Analysts say that the Shabab, who have recently been hit by scores of defections, are now trying to foment a religious war and that the Kenyan security forces must not rise to the bait.
In past crackdowns, Kenyan police officers have rounded up thousands of Somalis, brutalizing civilians and locking innocent men, women and children in a stadium. At the same time, several Muslim preachers have been assassinated, setting off antigovernment riots along Kenya’s coast. A secret counterterrorist unit of the Kenyan police is widely suspected of killing the preachers, which seems only to have increased tensions.
“From a propaganda standpoint, I suspect that Shabab is trying to play the role of a Robin Hood, swooping in at random to avenge the wrongs done to the Muslim communities,” said Bronwyn Bruton, deputy director of the Africa Center of the Atlantic Council in Washington.
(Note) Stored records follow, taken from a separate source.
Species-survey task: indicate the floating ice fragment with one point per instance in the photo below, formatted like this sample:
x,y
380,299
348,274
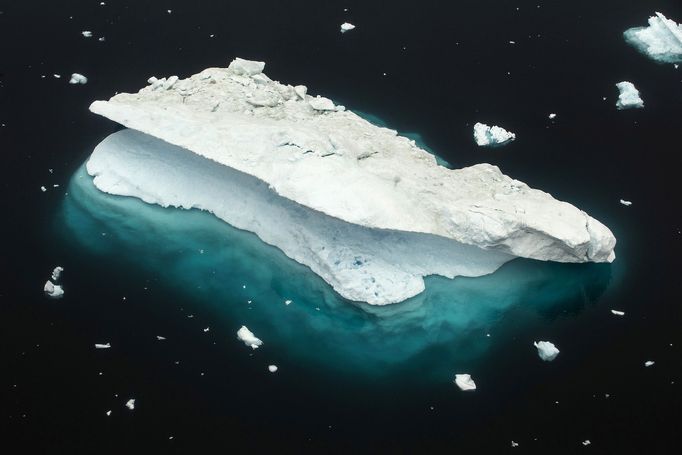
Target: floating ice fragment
x,y
628,98
491,135
77,78
52,290
248,337
346,27
546,350
464,382
661,40
56,273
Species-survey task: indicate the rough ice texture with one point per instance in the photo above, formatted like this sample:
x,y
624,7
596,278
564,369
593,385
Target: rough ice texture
x,y
364,208
485,135
248,337
661,40
628,98
546,350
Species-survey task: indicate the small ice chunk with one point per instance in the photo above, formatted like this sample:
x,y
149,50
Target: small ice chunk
x,y
320,103
246,67
546,350
485,135
248,337
54,291
56,273
628,98
346,27
465,382
77,78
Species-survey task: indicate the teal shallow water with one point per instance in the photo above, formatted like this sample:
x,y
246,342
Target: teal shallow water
x,y
446,329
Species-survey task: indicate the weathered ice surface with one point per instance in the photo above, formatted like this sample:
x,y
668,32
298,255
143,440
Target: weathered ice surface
x,y
374,202
661,40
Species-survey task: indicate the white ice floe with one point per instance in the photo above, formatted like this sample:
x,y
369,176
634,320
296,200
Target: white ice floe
x,y
661,40
465,382
628,98
78,79
364,208
57,272
546,350
485,135
52,290
248,337
346,27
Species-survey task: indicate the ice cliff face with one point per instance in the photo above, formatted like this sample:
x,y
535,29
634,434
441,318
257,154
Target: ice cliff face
x,y
366,209
661,40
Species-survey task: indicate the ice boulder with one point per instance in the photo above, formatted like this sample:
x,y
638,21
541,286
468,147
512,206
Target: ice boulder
x,y
485,135
367,210
628,98
248,337
546,350
661,40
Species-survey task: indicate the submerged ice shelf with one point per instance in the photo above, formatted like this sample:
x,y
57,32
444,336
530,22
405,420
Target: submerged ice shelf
x,y
365,209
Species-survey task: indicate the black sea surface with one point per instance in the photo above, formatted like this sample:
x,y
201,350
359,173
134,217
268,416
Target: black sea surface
x,y
351,378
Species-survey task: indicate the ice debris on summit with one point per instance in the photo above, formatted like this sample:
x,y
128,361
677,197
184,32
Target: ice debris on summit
x,y
248,337
628,97
546,350
660,41
485,135
364,208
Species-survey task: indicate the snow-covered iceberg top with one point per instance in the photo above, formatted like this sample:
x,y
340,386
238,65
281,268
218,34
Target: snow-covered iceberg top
x,y
485,135
661,40
628,98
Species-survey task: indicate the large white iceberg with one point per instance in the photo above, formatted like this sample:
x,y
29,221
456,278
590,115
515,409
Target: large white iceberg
x,y
367,210
661,40
628,97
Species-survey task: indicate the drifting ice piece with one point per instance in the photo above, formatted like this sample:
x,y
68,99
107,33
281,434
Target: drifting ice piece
x,y
52,290
465,382
492,135
661,40
365,209
628,97
248,337
546,350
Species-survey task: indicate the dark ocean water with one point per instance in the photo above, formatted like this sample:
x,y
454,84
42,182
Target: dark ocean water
x,y
351,378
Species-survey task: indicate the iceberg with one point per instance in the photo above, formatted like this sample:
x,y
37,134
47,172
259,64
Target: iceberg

The goal of the Shabab, she said, is “to draw down indiscriminate fire on the Muslim population” and to goad the Kenyan security forces into counterproductive dragnets and purges.
In Kenya, the Shabab have now become the enemy everyone fears. They have been cast out of nearly all of their former strongholds in Somalia by a coalition of East African forces, including the Kenyans, and in September, American commandos killed the longtime Shabab leader.
The group has lost all the major income-producing ports it once controlled. With the Islamic State gaining strength in Iraq and Syria, the Shabab are no longer a magnet for foreign fighters.
But clearly, the Shabab are not finished. The group still fields hundreds of gunmen, many young and enthusiastic, and its sympathizers across East Africa have carried out their own deadly attacks. Kenya has become the prime target, especially the loosely governed north, where the quarry and bus attacks took place: a vast, arid, sparsely populated area where public services, especially security patrols, are few.
According to Kenyan police reports, around 20 gunmen crept into the quarry area Tuesday at 1 a.m. Most of the miners were asleep. Two were beheaded in their tents.
Even before this attack, Kenyans were infuriated with the breakdowns in public safety, recently holding a protest in Nairobi, the capital, accusing Mr. Kenyatta of weakness.
On Tuesday, hours after the quarry attack, he responded by accepting the resignation of the national police chief and dismissing the internal security minister, a former hotel manager described by many Kenyans as alarmingly unqualified.
Mr. Kenyatta did not immediately name a new police chief, but he announced that Joseph Ole Nkaissery, a retired general, would be the next internal security minister. Mr. Ole Nkaissery is from the same ethnic group, the Masai, as his predecessor. Commentators instantly accused Mr. Kenyatta of playing ethnic politics at the expense of security reform.
Afyare A. Elmi, a political science professor and Somalia specialist at Qatar University, said Kenya’s next move was crucial.
“Anything that has the appearance of collective punishment will only help the Shabab,” he said. “Kenya’s response should be measured.”